Canada’s highest court has just ruled that some sex acts between humans and animals are legal. In a quixotic ruling, the country’s high court ruled that a man who was on trial for raping and sexually exploiting his own daughters wasn’t guilty of “bestiality.” The man reportedly, “smeared peanut butter on the genitals of his victims and had the family dog lick it off while he videotaped the act.”
According to breitbart.com, the convicted man took his case to the Canadian Supreme Court, demanding that the bestiality charge be nullified. In the end, the court agreed. As a result of the rape case, the court ruled 7 to 1 that humans having sexual contact with animals is OK if there is no “penetration” involved in the act.
In its ruling, the court decided that the legislature had not clearly defined the terms in the country’s bestiality laws and the way the statute is written should be read to only outlaw animal penetration, whether that penetration is animal to human or vice versa.
“Although bestiality was often subsumed in terms such as sodomy or buggery, penetration was the essence — ‘the defining act’ — of the offense,” the court’s ruling states. The high court’s lone dissenter, though, said the ruling would mean open season for the sexual exploitation of animals. “Acts with animals that have a sexual purpose are inherently exploitative whether or not penetration occurs,” Justice Rosalie Abella wrote in her dissent.

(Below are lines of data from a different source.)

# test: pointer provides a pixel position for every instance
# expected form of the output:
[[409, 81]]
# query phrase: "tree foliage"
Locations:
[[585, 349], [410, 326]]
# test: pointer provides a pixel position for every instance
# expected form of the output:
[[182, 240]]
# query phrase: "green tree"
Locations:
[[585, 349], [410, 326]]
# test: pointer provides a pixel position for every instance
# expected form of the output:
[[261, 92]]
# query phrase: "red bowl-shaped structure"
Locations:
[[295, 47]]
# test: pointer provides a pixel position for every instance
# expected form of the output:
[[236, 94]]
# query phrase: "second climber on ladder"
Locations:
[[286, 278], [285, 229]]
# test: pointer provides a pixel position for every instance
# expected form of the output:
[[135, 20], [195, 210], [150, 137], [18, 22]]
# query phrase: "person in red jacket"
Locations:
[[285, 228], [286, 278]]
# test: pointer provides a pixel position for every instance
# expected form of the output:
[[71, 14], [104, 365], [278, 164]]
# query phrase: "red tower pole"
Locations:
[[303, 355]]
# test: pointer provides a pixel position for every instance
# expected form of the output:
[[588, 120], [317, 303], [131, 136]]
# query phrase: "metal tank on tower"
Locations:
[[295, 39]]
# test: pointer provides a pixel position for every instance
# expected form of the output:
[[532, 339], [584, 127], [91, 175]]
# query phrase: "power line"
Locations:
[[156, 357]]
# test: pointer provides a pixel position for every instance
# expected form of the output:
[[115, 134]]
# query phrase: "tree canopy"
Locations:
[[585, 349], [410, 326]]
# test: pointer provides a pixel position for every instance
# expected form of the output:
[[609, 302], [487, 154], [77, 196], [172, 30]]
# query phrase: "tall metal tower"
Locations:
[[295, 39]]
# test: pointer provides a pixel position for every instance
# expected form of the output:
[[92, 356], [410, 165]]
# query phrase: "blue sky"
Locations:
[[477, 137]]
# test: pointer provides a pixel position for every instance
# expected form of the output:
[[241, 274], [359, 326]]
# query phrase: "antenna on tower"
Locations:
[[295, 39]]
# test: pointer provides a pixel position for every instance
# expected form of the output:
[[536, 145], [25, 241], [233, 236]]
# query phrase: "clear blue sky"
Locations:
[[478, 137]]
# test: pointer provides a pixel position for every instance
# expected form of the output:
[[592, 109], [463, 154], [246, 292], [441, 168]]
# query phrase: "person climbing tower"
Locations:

Animal rights activist Camille Labchuk agreed with Justice Abella. “As of today, Canadian law gives animal abusers license to use animals for their own sexual gratification,” she told the paper. “This is completely unacceptable, contrary to societal expectations, and cannot be allowed to continue.” The question is a troublesome one here in the U.S. as well, dividing liberals and serving as a watchword to conservatives.